THERE ARE SOME PEOPLE out there who don’t like the recent GOP push to make the presentation of a photo ID a pre-condition of being able to cast a ballot. Count among them Debbie Wasserman Schultz, the chairman of the Democratic National Committee and a U.S. representative from Florida.
Speaking with Roland Martin of TV One, a network that, according to its website, provides “real-life and entertainment television for African-American adults,” Wasserman Schultz equated GOP support for the anti voter fraud measure with a desire to “literally drag us all the way back to Jim Crow laws.”
It’s an interesting analogy, one that Wasserman Schultz herself is walking away from now that her comments have leaked out into the broader media. But, as they say, the damage is done.

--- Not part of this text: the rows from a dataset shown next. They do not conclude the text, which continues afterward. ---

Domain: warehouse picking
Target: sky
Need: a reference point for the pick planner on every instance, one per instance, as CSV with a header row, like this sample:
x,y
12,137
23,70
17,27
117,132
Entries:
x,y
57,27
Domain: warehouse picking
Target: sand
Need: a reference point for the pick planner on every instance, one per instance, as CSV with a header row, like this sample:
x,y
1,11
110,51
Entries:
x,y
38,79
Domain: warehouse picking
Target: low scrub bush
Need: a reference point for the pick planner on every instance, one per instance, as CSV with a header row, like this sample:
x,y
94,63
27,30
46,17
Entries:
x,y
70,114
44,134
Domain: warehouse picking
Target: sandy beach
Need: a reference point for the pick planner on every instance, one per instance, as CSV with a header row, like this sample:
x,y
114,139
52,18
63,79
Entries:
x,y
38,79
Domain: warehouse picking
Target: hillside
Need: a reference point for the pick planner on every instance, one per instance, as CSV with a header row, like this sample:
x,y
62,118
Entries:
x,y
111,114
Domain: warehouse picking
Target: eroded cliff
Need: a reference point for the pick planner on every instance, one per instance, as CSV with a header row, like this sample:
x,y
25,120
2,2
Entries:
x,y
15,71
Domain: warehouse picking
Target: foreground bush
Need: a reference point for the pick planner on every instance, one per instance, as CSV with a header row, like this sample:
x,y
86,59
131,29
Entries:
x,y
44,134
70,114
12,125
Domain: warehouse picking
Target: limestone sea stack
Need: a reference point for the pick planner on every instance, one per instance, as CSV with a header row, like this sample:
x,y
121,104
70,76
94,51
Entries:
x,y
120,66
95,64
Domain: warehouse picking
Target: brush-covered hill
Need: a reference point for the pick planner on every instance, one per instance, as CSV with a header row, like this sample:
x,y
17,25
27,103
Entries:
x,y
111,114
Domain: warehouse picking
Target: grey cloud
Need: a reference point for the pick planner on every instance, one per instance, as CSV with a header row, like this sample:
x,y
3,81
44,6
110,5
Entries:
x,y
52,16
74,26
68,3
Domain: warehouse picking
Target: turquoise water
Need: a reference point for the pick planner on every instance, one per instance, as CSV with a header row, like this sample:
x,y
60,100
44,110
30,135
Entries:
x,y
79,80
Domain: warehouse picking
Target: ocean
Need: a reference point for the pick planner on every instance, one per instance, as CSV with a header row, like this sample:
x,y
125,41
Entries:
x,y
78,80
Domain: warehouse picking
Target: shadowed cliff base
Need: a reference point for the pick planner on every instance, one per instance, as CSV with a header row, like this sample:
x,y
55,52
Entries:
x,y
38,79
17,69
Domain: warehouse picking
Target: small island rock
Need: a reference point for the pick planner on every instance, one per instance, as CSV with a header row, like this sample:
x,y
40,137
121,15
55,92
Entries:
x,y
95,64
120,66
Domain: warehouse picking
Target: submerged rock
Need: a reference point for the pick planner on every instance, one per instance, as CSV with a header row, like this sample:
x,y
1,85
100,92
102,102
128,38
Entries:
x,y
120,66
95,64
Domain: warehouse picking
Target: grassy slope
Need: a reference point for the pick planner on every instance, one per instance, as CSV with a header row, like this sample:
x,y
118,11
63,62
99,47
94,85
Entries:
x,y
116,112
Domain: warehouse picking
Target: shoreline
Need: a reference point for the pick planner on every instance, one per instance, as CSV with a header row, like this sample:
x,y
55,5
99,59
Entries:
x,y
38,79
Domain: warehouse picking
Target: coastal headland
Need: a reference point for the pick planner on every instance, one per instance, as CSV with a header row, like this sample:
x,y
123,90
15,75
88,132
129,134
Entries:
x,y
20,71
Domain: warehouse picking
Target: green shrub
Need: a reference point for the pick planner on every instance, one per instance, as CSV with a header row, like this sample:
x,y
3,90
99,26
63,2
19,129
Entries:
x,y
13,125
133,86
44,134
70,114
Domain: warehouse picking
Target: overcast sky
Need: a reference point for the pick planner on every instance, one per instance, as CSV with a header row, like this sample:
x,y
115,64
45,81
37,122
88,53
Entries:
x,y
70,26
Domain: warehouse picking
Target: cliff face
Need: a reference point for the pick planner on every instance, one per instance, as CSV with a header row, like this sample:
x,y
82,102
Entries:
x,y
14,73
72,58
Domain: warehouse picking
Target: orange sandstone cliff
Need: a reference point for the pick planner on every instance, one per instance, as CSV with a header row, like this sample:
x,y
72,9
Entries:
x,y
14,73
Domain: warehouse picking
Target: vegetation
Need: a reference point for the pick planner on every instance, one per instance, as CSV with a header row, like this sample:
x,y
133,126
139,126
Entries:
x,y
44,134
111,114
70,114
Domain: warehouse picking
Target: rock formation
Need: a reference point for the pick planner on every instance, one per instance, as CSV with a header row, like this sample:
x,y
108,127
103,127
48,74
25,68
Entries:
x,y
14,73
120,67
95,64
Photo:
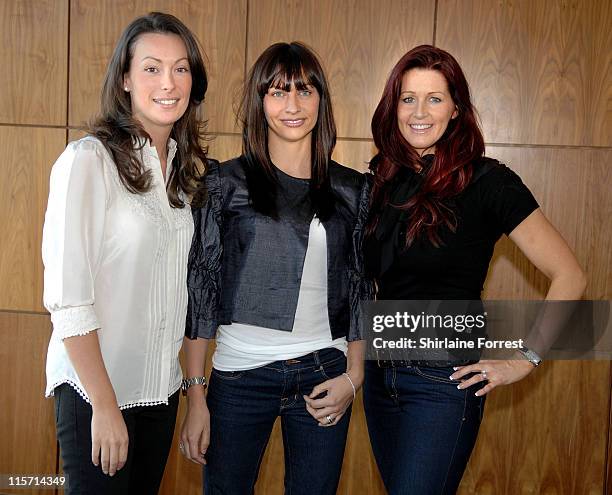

Dropping the “Jim Crow” bomb on a network with a largely African-American viewership is like waving a red cape at a bull; it’s a deliberate provocation—not an accidental misspeak—intended to get the viewers all riled up and thinking bad thoughts about the Republicans.
It’s also, in the larger context, a dangerous road for Wasserman Schultz to go down.
Leaving aside the idea that she perhaps does not understand what the word “literally” means, the “Jim Crow” laws were a whole series of measures indented to keep blacks and whites apart, living lives that were “separate but equal” in all kinds of ways. They were not, as Wasserman Schultz inferred, simply about keeping blacks from voting.
On the books from the end of reconstruction until the U.S. Supreme Court began to chip away at them in its landmark 1954 decision in Brown vs. Board of Education of Topeka, Kansas, the “Jim Crow” laws were a stain on our national character, one put there—and here is why the subject is dangerous for Wasserman Schultz to bring up—by the Democrats.
The fact that the Voting Rights Act was pushed through Congress by a Democrat—Lyndon Johnson—does not erase the party’s history of support for institutionalized de jure racism. LBJ was only able to get the bill through with the support of Republicans, led by Senate GOP leader Everett McKinley Dirksen of Illinois.
The Democratic Party’s longtime love affair with segregation is undeniable. Who stood up for “Jim Crow” when President Eisenhower tried to enforce desegregation at Little Rock, Arkansas’ Central High School? Democrats like Arkansas Gov. Orvall Faubus, who called out the state’s National Guard to prevent black students from entering the school. It was a Democrat, Alabama Gov. George Wallace, who famously proclaimed "segregation now, segregation tomorrow, segregation forever." And it was a Democratically-controlled Georgia legislature that picked nationally-known segregationist Lester Maddox to be their state’s 75th governor in 1966.
These are all facts that Wasserman Schultz conveniently seems to have forgotten.
Moreover, even though former Republican National Committee Chairman Ken Mehlman famously apologized for his party’s infamous “southern strategy” in a 2005 speech to the NAACP, neither Wasserman Schultz nor any Democratic National Committee chairman I can remember has ever apologized for their party’s support for “Jim Crow”—support that lasted nearly 75 years.
Democratic National Committee Chairman Debbie Wasserman Schultz is shameless, but, even more than that, she needs to go back to school.